Menjawab pertanyaan tersebut, pernyataan menarik disampaikan oleh sang supervisor, Taufiqurrohman, S.Pd., M.Pd. Menurut beliau, pola pikir atau mindset guru harus diselaraskan, utamanya terhadap pembelajaran pada masa pandemi ini. Guru tidak dapat mengajar sebagaimana dalam kondisi normal. Demikian pula sebaliknya, siswa juga tidak dapat belajar seperti dalam kondisi normal. Pengawasan guru kepada siswa tidak dapat dilakukan secara maksimal. Kondisi ini makin memprihatinkan jika perhatian dari orang tua kurang optimal. Masalah akan makin pelik lagi, jika guru mengajar secara biasa. Ditambah dengan faktor-faktor lain, kompleksitas masalah kian terasa.
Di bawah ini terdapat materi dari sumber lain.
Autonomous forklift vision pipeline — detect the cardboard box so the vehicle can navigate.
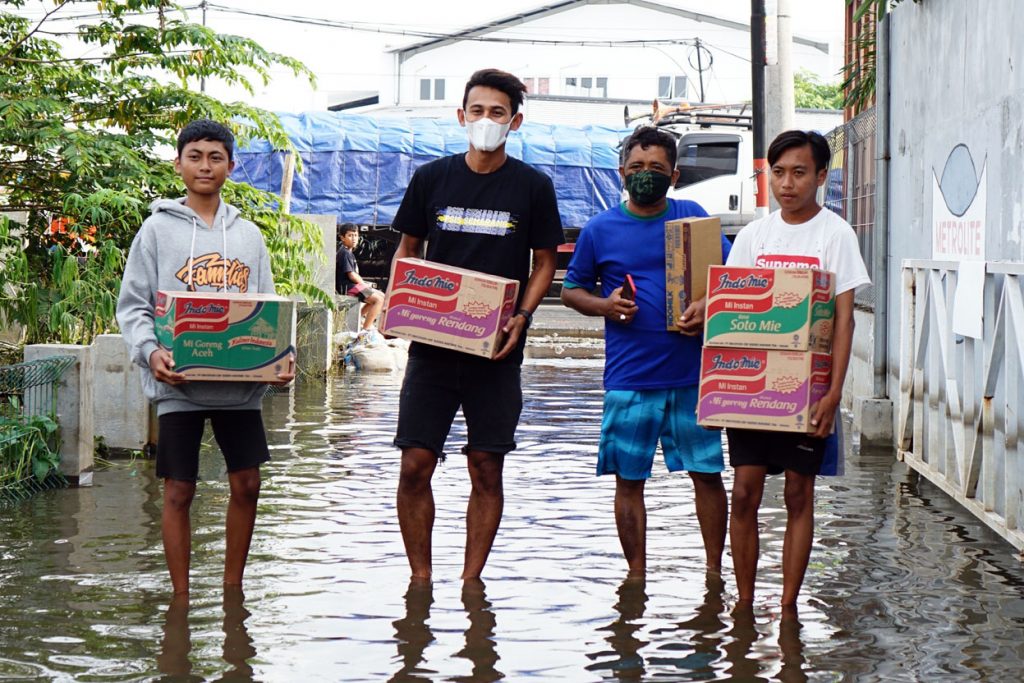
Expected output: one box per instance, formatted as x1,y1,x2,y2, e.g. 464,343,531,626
381,258,519,358
155,290,295,382
705,265,836,353
697,346,831,433
665,218,722,332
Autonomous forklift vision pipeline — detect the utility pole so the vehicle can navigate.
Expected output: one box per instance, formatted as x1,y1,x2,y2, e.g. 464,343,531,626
765,0,796,147
199,0,206,92
696,38,703,104
751,0,768,218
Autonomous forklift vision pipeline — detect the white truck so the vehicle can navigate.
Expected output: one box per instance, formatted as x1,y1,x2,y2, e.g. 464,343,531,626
625,101,756,236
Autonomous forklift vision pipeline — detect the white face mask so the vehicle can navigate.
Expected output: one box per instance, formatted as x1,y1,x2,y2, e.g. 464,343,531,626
466,119,512,152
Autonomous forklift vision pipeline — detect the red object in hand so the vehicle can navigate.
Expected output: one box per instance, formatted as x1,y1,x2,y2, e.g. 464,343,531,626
618,273,637,301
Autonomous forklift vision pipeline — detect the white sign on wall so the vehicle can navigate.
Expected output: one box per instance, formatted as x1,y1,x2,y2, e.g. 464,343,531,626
932,157,987,261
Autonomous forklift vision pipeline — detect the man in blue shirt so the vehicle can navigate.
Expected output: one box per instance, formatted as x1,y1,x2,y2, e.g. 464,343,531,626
562,127,730,575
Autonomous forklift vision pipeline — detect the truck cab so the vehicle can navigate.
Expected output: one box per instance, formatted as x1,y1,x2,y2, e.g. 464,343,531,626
626,101,756,237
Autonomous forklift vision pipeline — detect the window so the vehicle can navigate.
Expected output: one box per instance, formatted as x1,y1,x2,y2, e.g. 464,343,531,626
676,135,739,187
420,78,444,99
657,76,689,99
565,76,608,97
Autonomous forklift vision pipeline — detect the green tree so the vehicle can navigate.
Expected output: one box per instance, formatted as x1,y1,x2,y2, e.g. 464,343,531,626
0,0,331,343
841,0,921,112
793,69,843,110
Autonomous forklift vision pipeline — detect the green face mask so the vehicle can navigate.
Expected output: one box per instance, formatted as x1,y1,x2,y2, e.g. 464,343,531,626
626,171,672,206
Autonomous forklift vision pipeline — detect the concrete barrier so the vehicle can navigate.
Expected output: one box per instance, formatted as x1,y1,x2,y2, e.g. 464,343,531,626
92,335,150,451
25,344,95,486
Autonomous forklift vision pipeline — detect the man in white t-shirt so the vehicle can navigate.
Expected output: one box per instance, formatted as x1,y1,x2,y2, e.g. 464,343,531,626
726,130,870,609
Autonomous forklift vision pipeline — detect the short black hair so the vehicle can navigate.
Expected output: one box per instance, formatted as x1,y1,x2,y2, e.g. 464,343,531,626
462,69,526,116
178,119,234,160
618,126,676,169
768,130,831,173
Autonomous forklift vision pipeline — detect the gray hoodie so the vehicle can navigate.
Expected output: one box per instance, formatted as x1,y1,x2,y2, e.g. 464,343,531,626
117,199,273,415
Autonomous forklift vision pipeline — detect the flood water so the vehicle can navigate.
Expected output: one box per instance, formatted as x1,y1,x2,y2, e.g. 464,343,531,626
0,360,1024,682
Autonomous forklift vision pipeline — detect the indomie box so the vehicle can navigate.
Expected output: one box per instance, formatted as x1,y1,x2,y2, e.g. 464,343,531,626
155,290,295,382
705,266,836,353
381,258,519,358
665,218,722,332
697,346,831,433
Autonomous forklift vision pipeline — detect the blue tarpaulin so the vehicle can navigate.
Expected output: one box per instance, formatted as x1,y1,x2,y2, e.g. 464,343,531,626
231,112,631,227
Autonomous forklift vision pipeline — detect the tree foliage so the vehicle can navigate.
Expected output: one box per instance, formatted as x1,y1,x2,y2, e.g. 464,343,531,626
0,0,330,343
793,69,843,110
841,0,921,112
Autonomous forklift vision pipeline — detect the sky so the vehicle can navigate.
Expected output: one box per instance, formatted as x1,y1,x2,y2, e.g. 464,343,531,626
9,0,845,111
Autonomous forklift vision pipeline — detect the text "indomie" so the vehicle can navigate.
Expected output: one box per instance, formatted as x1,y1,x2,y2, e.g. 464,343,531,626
398,268,458,292
715,272,769,292
182,301,224,315
711,355,761,370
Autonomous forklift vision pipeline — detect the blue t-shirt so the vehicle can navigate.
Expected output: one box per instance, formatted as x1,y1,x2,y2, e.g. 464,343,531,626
565,200,731,391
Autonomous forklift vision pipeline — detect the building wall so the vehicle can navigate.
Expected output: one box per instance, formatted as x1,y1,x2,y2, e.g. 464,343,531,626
889,0,1024,396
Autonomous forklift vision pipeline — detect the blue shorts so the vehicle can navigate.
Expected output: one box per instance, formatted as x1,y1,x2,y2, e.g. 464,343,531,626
597,387,725,481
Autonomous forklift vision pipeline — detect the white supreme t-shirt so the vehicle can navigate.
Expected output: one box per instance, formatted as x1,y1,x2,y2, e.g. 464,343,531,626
726,209,871,296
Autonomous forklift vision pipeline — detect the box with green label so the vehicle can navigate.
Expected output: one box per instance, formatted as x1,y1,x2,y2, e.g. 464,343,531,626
155,290,295,382
705,265,836,353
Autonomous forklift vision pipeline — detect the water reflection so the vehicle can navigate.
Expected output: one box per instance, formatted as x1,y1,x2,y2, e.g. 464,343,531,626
390,579,436,682
454,579,505,683
650,572,726,681
0,361,1024,683
587,577,648,681
157,587,256,683
722,603,769,681
778,608,807,683
157,594,197,681
217,586,256,681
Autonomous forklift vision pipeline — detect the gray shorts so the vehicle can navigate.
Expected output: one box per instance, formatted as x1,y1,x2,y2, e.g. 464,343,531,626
394,349,522,459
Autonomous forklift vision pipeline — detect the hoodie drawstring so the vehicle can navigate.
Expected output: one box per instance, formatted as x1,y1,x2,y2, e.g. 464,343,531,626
188,216,197,292
188,210,229,292
220,216,230,292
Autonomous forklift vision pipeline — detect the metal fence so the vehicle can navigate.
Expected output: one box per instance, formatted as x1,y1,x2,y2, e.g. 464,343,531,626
822,108,876,309
0,356,75,506
897,260,1024,559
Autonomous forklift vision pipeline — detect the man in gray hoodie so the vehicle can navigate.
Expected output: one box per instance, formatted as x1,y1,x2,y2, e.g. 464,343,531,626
117,120,295,594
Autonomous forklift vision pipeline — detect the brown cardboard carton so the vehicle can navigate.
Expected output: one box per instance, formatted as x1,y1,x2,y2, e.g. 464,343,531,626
154,290,295,382
665,217,722,332
705,265,836,353
381,258,519,358
697,346,831,433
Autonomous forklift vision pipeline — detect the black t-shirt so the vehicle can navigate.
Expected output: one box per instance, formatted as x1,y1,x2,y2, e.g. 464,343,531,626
334,246,359,294
393,155,565,361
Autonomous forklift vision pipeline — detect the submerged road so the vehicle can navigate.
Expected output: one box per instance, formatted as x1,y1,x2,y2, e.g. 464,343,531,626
0,356,1024,683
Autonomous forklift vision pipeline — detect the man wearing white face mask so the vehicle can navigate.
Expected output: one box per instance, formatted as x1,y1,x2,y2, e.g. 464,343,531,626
393,69,564,579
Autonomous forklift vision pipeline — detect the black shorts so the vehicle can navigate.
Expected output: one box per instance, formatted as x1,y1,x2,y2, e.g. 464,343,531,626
157,411,270,481
394,352,522,458
725,428,825,474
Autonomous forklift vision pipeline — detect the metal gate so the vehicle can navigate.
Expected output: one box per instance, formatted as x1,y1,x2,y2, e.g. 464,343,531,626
897,260,1024,558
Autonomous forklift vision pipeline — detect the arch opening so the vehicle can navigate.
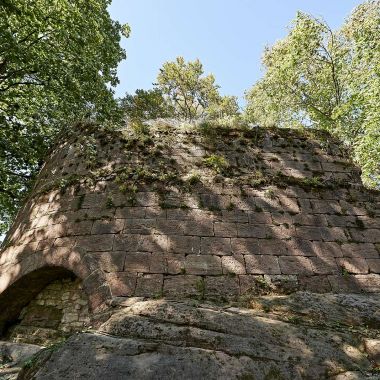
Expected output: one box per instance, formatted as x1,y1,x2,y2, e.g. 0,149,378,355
0,267,90,345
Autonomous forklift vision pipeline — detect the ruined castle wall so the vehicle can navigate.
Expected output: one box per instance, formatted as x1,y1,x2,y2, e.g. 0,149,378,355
7,278,90,345
0,121,380,320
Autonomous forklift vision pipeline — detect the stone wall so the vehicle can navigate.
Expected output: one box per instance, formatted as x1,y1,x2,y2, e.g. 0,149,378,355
7,278,90,345
0,123,380,330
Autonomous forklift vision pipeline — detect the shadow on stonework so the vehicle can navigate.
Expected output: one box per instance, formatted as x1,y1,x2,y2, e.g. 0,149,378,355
0,267,90,345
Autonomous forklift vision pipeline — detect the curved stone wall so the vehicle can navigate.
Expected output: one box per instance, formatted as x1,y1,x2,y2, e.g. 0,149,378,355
0,121,380,330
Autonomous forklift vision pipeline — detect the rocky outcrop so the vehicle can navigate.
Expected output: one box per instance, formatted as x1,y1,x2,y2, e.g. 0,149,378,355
0,120,380,380
13,293,380,380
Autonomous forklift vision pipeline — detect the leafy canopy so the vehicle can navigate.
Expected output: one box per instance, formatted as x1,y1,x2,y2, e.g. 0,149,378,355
156,57,239,120
120,88,173,120
246,0,380,187
0,0,129,231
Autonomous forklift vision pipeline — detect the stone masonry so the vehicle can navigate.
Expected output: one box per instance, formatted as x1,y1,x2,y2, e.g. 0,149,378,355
8,278,90,345
0,121,380,332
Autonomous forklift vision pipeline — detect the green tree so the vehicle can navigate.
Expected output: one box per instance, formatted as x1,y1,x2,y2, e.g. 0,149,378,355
0,0,129,230
121,88,173,120
157,57,238,120
246,0,380,186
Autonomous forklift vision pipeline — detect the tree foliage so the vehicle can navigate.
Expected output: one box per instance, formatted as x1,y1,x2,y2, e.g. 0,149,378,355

Hal penting yang betul-betul menjadi inti masalah adalah tentang motivasi. Bagaimana cara menumbuhkan atau bahkan meningkatkannya adalah hal yang utama.

“Jika motivasi ada, pembelajaran dengan cara bagaimanapun, siswa akan mengikuti,” demikian dituturkan pak Taufiq.

Selanjutnya, ditekankan oleh beliau bahwa untuk menumbuhkan atau meningkatkan motivasi belajar siswa, langkah penting harus diambil oleh guru. Guru harus menjadi pengajar yang kreatif dan inovatif. Kreatif dan inovatif dalam menyajikan pembelajaran. Dengan demikian, siswa akan merasa tertarik mengikuti pembelajaran. Siswa akan menunggu-nunggu pembelajaran berikutnya. Hal baru apa lagi yang akan disajikan oleh guru. Dalam kegiatan supervisi dan verifikasi bagi para guru, paparan advis sederhana tetapi mendalam tersebut disampaikan.

Selasa, 9 Maret 2021 lalu, SMP Negeri 1 Mranggen telah menyelenggarakan kegiatan supervisi sekaligus verifikasi bagi semua guru yang mengajar di lingkungan SMP Negeri 1 Mranggen. Kegiatan rutin tahunan ini dilaksanakan mulai pukul 09.00 WIB di ruang serbaguna SMP Negeri 1 Mranggen. Acara dimulai dengan pembukaan, dilanjutkan dengan supervisi dan verfikasi, lalu diakhiri dengan refleksi. Hadir dalam acara tersebut, pengawas sekolah dari Dinas Pendidikan dan Kebudayaan kabupaten Demak, Drs. Indarjo, MH, dan Taufiqurohman, S.Pd., M.Pd sebagai supervisor dan verifikator.

Supervisi dan verifikasi guru merupakan kegiatan pengawasan terhadap kinerja para guru. Dengan diselenggarakannya kegiatan tersebut, akan diketahui kelebihan dan kekurangan dalam melaksanakan tupoksinya. Refleksi yang disampaikan dapat dijadikan modal dalam memperbaiki kinerja sehingga menjadi guru yang dinantikan siswa-siswanya.

Mari tingkatkan kualitas diri menjadi guru kreatif dan inovatif agar siswa makin aktif.